| I don't understand this. Was learning how to use the VCR everything that is wrong with raising children? How is the iPad limiting? Aren't you confusing the Apple ecosystem with the apps on there? Give them a piano app and see them fail, Give them a drawing app and see them fail. Let them play some of those gravity games and see them explore and fail. I understand what you are trying to do. I too am thinking (and overthinking) how to best allow my kid to become great. I see no problem in you doing it. I would encourage it. But you seem to be overthinking your principles. But that's just me. My son loves hammering at the computer too. (He is working he says) but he also loves playing games and music on his iPad. They aren't mutually exclusive. For a child the iPad is not a walled garden and if they think it is then just jailbreak it with them. Actually now that I think of it, that seems to be a much better lesson in teaching them how to become a hacker. |
But it's still a box sealed shut that someone else built. And, perhaps most devastating, it's designed to just work out of the box.
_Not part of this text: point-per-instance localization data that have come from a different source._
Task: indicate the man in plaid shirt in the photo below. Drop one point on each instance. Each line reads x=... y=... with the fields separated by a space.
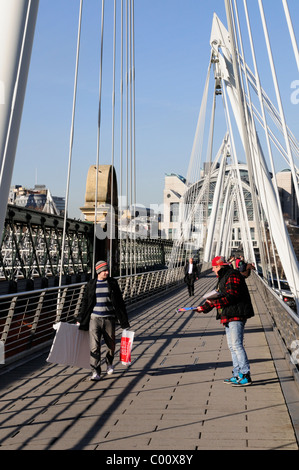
x=234 y=307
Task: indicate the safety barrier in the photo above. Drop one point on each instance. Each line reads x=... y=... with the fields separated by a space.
x=284 y=319
x=27 y=318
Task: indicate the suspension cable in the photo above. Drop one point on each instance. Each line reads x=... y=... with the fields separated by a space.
x=278 y=97
x=98 y=140
x=71 y=144
x=291 y=31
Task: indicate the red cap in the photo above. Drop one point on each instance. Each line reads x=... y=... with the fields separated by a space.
x=219 y=261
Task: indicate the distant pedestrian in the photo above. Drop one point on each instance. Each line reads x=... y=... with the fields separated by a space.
x=234 y=307
x=191 y=274
x=102 y=306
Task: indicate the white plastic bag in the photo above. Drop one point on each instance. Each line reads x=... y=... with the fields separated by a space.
x=126 y=347
x=70 y=346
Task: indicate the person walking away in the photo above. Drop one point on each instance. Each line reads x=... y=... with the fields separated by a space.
x=234 y=307
x=191 y=273
x=242 y=264
x=102 y=307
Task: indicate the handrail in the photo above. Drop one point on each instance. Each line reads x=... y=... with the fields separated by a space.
x=284 y=318
x=27 y=318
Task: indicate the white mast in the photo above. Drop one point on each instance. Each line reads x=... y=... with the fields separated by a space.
x=17 y=26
I'm drawing an analogy to the maker movement here. I don't want childrens' experience to be defined by others, or to live in the boxes invented by others, whenever I can avoid it. Left to their own devices, they invent their own boxes all the time. I would have never imagined that one of our trees would be a pretend locomotive, but there you go.
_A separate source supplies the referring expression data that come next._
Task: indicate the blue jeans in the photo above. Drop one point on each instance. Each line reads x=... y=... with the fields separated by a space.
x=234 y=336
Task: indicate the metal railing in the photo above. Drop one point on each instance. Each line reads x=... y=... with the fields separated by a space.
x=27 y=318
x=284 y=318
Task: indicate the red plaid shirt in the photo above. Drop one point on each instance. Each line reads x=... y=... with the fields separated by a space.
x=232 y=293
My first computer, a TRS-80 CoCo II, turned on to a BASIC prompt. Yes, you could run software others wrote. But you were almost inevitably learning concepts about the computer, too - how can you copy data from one disk to another when you only have one drive and your RAM is smaller than it, for instance? Sure, you can use something Tuxpaint on an iPad, but you wouldn't be using it on something you built.
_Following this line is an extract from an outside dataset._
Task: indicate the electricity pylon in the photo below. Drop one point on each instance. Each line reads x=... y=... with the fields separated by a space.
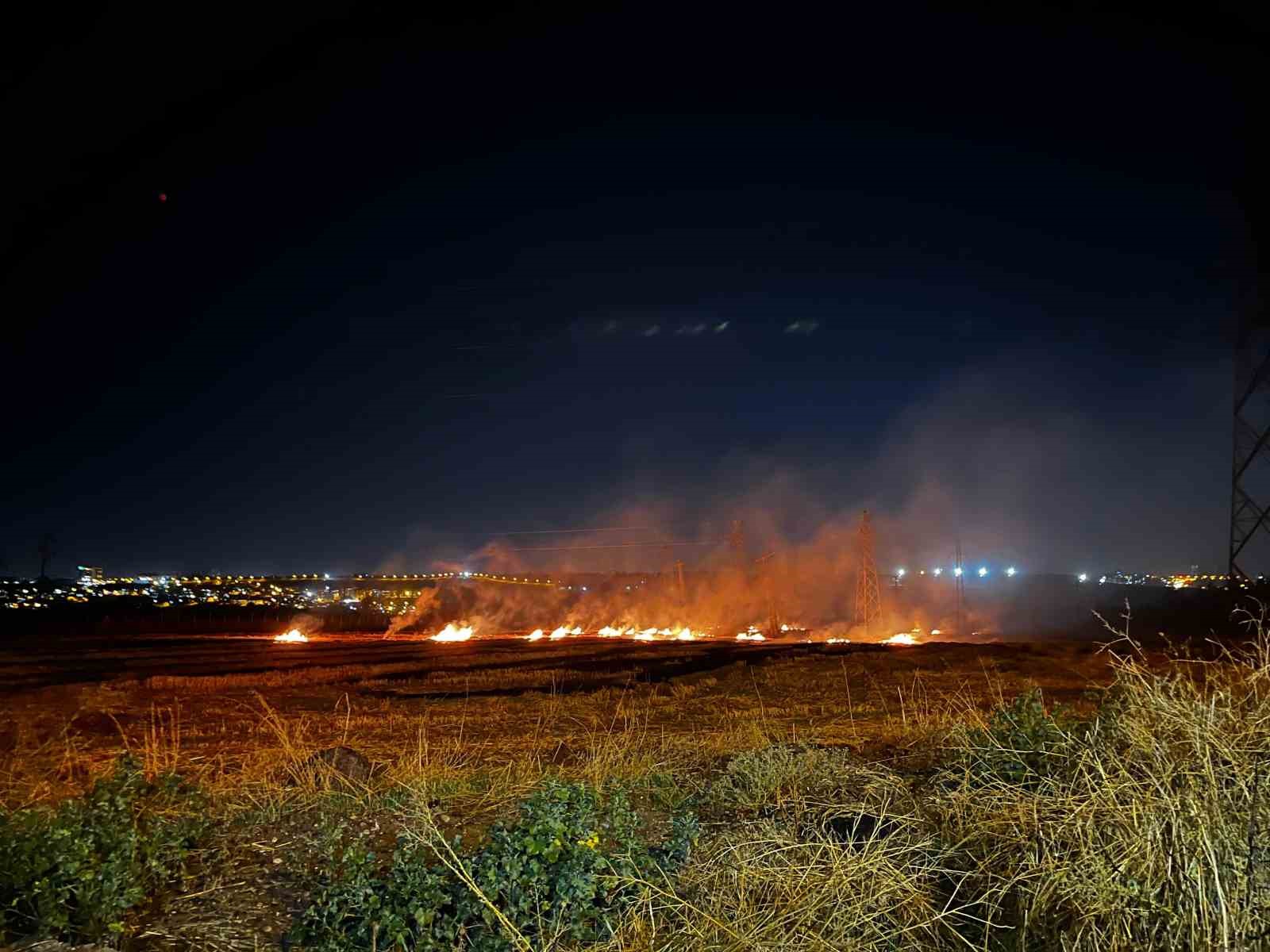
x=1250 y=482
x=868 y=594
Apple's ecosystem is the antithesis of the "I can do it myself" approach. (If you do jailbreak it, then I start to see some more value.)
Linux is the embodiment of the "I can do it myself" approach. I remember as a kid opening up a hex editor and modifying the boot sector of a floppy so that when you forgot it in the drive at boot time, you saw my name instead of the "Non system disk or disk error." But my boys will have source code, if they should ever want to use it. How cool is that?